6029

Fetal Cardiac Growth: New Z-Score Ranges From 3,000 Normal Pregnancies

Saturday, October 17, 2009: 9:45 AM
201 (Washington Convention Center)
Venugopal Amula, MD1, Thomas Riggs, MD, PhD1, Wesley Lee, MD2, Nancy Cutler, MD1, Richard Bronsteen, MD2 and Christine Comstock, MD2, (1)Pediatric Cardiology, William Beaumont Children's Hospital, Royal Oak, MI, (2)Department of Obstetrics and Gynecology, Division of Fetal Imaging, William Beaumont Hospital

Purpose: Z-scores provide a method for interpreting fetal cardiac biometry by expressing how many standard deviations a specific measurement lies above or below the expected mean. For a normal distribution (“bell-shaped curve”), - 2 z to + 2 z range comprises 95 % of the data. A prior study of 130 fetuses has established preliminary standards using fetal echocardiography (Schneider, 2005).  Their study suggested that non-linear regression models, using natural logarithms of cardiac dimensions and fetal biophysical measurements were superior to simple linear models.  Our investigation evaluated linear and non-linear models and described new Z-score standards using a large population from a single institution.

Methods: Five fetal cardiac dimensions: right ventricle (RV), left ventricle (LV), aorta (AO), pulmonary artery (PA) and cardiac circumference (Circ) were measured in mm from 3,000 pregnant women with normal singleton fetuses at gestational age 16-41 weeks. Regression equations were derived predicting cardiac dimensions from gestational age (GA), femoral diaphysis length (FDL) or bi-parietal diameter (BPD).
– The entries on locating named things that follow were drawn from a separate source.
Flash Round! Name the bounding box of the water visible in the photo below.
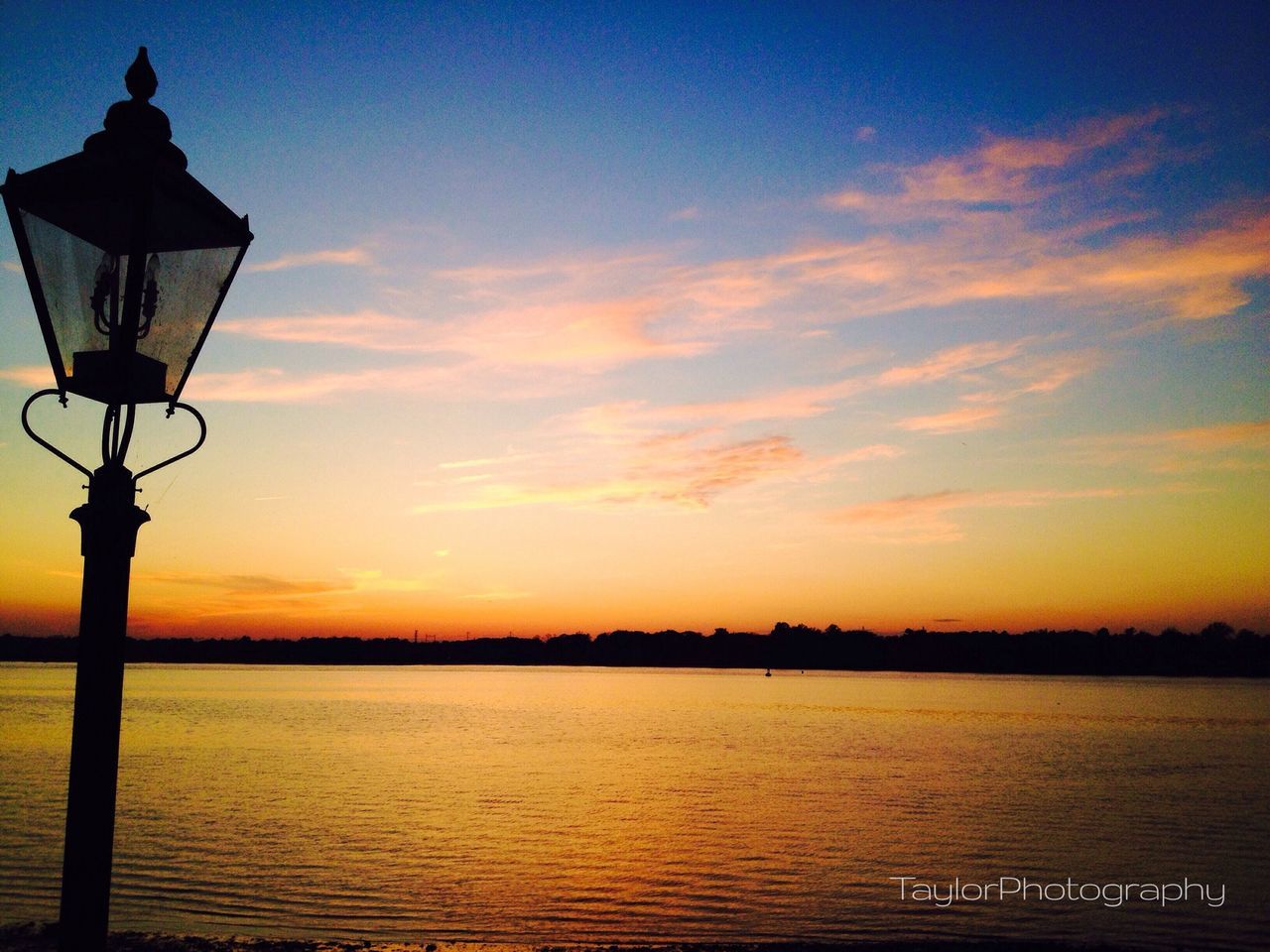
[0,663,1270,949]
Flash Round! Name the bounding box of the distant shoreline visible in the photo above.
[0,622,1270,678]
[0,923,1158,952]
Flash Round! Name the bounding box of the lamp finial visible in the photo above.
[123,47,159,103]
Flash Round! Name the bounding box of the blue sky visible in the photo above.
[0,3,1270,634]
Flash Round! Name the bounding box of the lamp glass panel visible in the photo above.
[22,209,239,403]
[134,248,239,396]
[22,209,110,377]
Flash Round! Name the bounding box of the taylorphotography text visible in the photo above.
[889,876,1225,908]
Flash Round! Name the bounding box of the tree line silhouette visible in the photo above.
[0,622,1270,678]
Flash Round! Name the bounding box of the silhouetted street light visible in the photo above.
[0,47,251,952]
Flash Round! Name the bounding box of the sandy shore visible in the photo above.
[0,923,1148,952]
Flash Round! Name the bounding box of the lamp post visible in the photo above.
[0,47,251,952]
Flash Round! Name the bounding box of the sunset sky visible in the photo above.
[0,0,1270,638]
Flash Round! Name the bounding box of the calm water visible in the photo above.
[0,663,1270,949]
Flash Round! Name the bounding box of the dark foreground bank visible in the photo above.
[0,923,1153,952]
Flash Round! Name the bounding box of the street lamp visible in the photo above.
[0,47,251,952]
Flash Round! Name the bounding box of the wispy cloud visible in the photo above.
[895,407,1001,432]
[1067,420,1270,473]
[826,109,1167,221]
[242,246,375,272]
[828,488,1129,544]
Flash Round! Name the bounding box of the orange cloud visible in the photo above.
[829,489,1129,544]
[1071,420,1270,473]
[895,407,1001,432]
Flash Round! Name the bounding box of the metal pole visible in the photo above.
[58,461,150,952]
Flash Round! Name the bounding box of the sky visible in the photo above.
[0,0,1270,638]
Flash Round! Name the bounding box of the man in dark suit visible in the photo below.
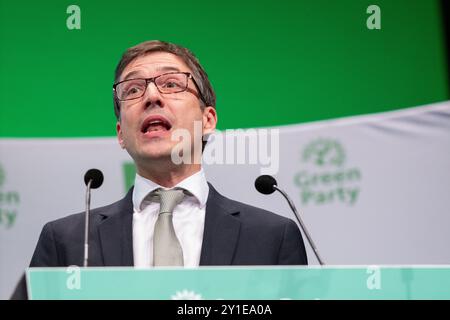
[12,41,307,298]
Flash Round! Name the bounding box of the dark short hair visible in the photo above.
[113,40,216,119]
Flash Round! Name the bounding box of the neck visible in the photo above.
[136,163,201,188]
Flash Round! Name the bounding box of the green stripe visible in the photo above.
[0,0,450,137]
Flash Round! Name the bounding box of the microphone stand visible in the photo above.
[83,179,92,267]
[273,185,325,266]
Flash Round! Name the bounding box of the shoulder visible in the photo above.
[208,184,295,228]
[43,190,133,233]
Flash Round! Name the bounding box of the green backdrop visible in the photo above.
[0,0,449,137]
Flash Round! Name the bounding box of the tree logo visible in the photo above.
[0,164,20,229]
[294,138,361,206]
[302,138,345,167]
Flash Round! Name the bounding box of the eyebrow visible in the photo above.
[121,66,180,81]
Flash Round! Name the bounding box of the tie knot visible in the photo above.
[151,189,185,214]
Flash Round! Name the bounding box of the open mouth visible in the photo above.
[141,116,172,133]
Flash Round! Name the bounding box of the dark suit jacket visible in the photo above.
[11,184,307,299]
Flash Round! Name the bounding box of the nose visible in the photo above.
[144,81,164,108]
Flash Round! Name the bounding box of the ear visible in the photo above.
[203,106,217,135]
[116,121,125,149]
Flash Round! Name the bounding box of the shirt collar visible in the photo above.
[133,169,209,212]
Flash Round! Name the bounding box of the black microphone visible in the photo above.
[255,175,325,265]
[83,169,103,267]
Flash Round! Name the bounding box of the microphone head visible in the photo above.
[84,169,103,189]
[255,174,277,194]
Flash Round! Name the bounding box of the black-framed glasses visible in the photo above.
[113,72,206,104]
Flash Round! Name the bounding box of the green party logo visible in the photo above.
[0,165,20,229]
[294,138,361,206]
[122,162,136,192]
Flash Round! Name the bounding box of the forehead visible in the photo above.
[120,52,192,80]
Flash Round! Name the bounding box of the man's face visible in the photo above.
[117,52,217,167]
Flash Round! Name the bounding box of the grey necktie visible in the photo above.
[151,189,184,266]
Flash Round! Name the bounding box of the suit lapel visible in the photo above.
[98,189,134,266]
[200,184,241,266]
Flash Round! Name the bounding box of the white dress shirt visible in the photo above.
[133,169,209,267]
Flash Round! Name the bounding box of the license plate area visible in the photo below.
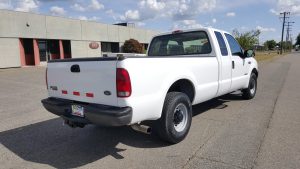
[72,105,84,117]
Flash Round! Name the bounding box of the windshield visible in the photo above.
[148,31,211,56]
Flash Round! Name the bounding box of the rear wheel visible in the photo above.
[242,73,257,100]
[156,92,192,144]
Testing for significant differences between correlation coefficients from different models used Fisher’s Z-test. Residuals from the regression equations were evaluated using a Kolmogorov-Smirnov Goodness-of-fit test to determine whether they deviated from a normal distribution.

Results: The best regression equations were based on FDL, although BPD and GA were only slightly worse .Non-linear models were not significantly better than linear models and femoral diaphysis length was a better predictor than estimated gestational age.

AO = -0.597 + 0.119*FDL, r = 0.945

PA = -0.583 + 0.130*FDL, r = 0.931

RV = -0.677 + 0.227*FDL, r = 0.953

LV = -0.359 + 0.216*FDL, r = 0.934

Circ = -0.0147 + 2.049*FDL, r = 0.964 

Conclusion: From our larger sample size, we have greater confidence and precision in identifying normal ranges and our simple linear model allows easier calculation and visual representation of Z-scores.  Easy and accurate computation of Z-Scores will help to identify problems in fetal cardiac development with ongoing implications for management.  Future use of these nomograms may aid in detection, serial evaluation and management of critical morphologic heart lesions.